Threaded Culling System
The most common optimization is to only render what the shadow cameras see. This means running some form of simple distance culling to see if the model is relevant for the shadow camera. This is a very trivial thing to do, but there are many things we can
improve on. One big thing is to multi-thread it. Keep in mind while threading that you can't touch the same data without some form of thread safety. However, this is not an issue in this case. Because each shadow camera can hold a list of relevant models for that shadow camera. This allows us to dedicate a thread to only cull the models relevant for that camera. This is what makes it thread-safe, a thread performing a job with localized data.
Step by step:
-
Cull all the lights for the frame.
-
Iterate over all the light types and access the shadow camera for that specific light.
-
Queue a job with the help of a thread pool to run a function for the shadow camera's culling.
-
Wait for all of the jobs to be complete and then run the vertex shader for each shadow camera.
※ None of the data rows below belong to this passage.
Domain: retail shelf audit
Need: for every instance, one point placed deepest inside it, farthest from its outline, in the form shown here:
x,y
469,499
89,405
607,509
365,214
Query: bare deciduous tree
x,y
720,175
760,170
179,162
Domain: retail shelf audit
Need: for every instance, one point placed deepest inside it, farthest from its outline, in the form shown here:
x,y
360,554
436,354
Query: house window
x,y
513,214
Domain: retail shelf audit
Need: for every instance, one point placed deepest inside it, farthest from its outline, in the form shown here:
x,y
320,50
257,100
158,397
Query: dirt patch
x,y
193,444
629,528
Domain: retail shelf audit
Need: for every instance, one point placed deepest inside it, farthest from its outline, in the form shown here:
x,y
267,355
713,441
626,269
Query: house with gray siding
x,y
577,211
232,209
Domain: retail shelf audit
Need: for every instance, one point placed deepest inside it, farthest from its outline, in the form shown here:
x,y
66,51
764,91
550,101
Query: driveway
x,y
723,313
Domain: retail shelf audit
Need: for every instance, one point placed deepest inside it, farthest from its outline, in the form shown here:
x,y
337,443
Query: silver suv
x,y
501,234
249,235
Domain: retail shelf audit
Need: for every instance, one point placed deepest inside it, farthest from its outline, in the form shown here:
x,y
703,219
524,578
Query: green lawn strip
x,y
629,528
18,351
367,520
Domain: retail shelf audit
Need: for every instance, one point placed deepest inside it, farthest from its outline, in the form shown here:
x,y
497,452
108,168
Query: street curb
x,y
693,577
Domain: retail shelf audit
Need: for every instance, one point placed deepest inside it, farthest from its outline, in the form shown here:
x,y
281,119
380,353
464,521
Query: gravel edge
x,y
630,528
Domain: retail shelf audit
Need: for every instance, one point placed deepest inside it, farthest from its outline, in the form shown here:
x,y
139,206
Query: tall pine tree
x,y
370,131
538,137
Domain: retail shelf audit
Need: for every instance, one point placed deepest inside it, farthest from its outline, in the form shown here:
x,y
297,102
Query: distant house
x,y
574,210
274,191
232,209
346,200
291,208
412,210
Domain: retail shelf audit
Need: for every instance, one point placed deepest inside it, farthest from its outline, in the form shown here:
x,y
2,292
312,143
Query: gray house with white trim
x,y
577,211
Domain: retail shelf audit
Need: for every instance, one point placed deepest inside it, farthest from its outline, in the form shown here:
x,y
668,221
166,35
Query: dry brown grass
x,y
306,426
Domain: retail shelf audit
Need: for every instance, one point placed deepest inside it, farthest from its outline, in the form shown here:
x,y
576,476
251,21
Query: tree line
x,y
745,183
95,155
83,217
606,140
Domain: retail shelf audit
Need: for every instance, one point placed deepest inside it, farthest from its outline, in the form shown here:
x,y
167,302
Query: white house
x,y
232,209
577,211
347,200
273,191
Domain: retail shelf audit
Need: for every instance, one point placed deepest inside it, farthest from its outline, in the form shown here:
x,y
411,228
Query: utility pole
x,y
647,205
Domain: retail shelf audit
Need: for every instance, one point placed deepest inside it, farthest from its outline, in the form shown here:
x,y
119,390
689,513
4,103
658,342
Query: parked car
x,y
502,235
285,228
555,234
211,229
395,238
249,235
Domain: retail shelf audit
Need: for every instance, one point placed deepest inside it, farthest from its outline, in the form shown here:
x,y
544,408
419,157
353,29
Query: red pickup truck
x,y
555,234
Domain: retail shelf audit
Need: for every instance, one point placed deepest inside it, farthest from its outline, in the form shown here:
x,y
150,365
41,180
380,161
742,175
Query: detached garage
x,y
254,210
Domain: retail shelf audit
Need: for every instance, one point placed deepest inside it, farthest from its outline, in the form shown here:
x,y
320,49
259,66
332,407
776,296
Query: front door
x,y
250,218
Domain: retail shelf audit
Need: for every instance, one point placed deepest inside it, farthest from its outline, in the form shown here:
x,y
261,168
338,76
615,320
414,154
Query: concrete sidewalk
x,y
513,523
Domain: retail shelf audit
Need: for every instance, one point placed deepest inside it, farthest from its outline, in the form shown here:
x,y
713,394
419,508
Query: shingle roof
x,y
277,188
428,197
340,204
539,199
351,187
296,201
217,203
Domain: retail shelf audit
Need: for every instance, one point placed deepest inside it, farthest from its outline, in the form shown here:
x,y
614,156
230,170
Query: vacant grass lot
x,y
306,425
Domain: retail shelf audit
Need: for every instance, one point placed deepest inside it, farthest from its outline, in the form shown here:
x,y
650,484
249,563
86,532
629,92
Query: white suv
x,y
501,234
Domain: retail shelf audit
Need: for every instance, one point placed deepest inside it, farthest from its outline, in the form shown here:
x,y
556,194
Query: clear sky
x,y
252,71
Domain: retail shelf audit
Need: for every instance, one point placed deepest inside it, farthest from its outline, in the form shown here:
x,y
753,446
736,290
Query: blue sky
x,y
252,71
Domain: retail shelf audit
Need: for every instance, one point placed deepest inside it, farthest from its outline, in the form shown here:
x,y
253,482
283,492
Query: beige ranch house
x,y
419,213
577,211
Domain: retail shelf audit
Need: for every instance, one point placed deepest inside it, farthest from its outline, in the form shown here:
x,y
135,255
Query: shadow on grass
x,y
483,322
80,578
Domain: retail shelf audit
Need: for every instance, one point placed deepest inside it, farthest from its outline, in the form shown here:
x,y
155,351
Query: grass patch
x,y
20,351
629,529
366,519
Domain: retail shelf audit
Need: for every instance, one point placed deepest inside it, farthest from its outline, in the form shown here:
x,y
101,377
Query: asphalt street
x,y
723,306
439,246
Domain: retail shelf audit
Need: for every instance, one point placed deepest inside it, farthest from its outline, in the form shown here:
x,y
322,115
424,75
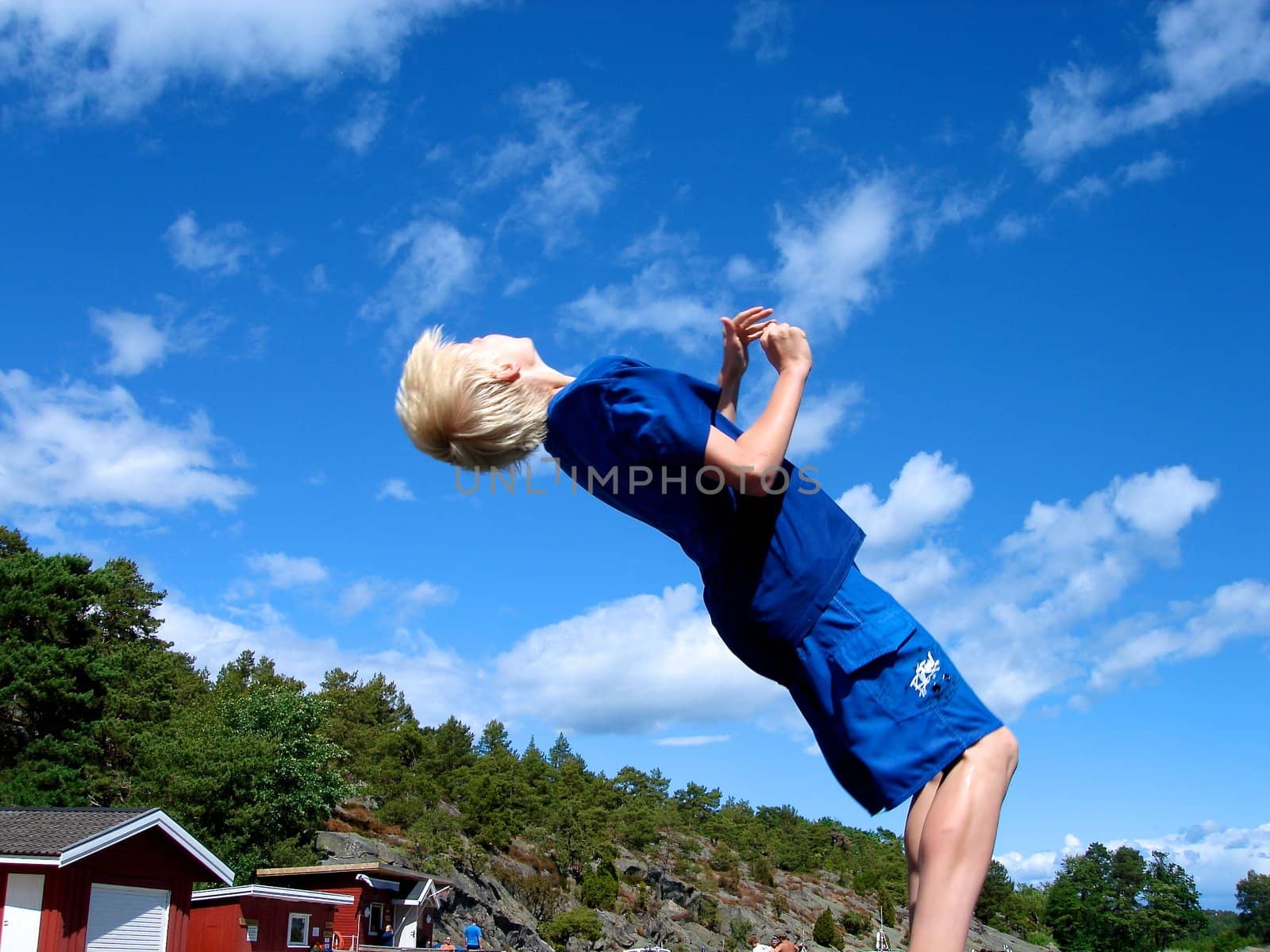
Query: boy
x,y
888,708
This is a good system for culling shadow casters async, but we can do more. See, the GPU is idling when we are executing all of the queued culling jobs and that's performance laying on the table. One thought is to render multi-threaded but DirectX 11 does not naturally support multi-threaded rendering. We can batch render the shadow cameras instead. While this won't be as efficient as using the deferred context, it should somewhat speed up the process.
How it's done:
-
Run the culling jobs for the spotlights
-
Run the culling jobs for the pointlights
-
Wait for the spotlight jobs to finish, then render each shadow camera
-
Run the culling jobs for the arealights.
-
Wait for the pointlight jobs to finish, then render each shadow camera
-
Wait for the arealight jobs to finish, then render each shadow camera
You can see a flowchart of this in the image below.
Shadow Map LODs
When the pixel shader is run for any of the light types and it comes to the shadow calculations for the light, the pixel shader then needs to sample every pixel from the depth texture. This means that the higher resolution of the shadow map, the longer it will take to sample from it. In my case, I create a single shadow map with a fixed resolution for every shadow camera. This is not great because a light that is far from the main camera will have the identical shadow map resolution as a light close to the main camera.
The solution to this problem is a shared shadow map with LODs (levels of detail) between all of the shadow cameras. Based on the distance between the shadow camera and the main camera we will assign different UV coordinates of the shadow map to each shadow camera. This will ensure that a shadow camera far from the main camera won't sample as many pixels of the shadow map, as a shadow camera close to the main camera will. The construction of a shared shadow map can be done in many ways by how you subdivide each area.
This is how my shared shadow map is subdivided, in my case this works great because of the number of shadows we cast.
The shared shadow map is an 8192 x 8192 depth texture and can support up to 184 shadow cameras. We can extend this to create more LODs if needed.
Summary
Shadows are expensive and complicated, but if they are ever worth it. I am glad we decided to set such high standards with the lighting. I've learnt much more about threading and how to avoid bottlenecks with the GPU. These kinds of threaded systems would not be possible without my Memory pool. For future work, I want to implement a static shared shadow map because it would have a huge performance increase. There is something called a deferred context in DirectX 11 and it would allow for multi-threaded rendering. After reading more about clustered shading I found out that you can use the clusters to accelerate the shadow calculations as well. There are so many different optimizations to implement and I find it so fascinating.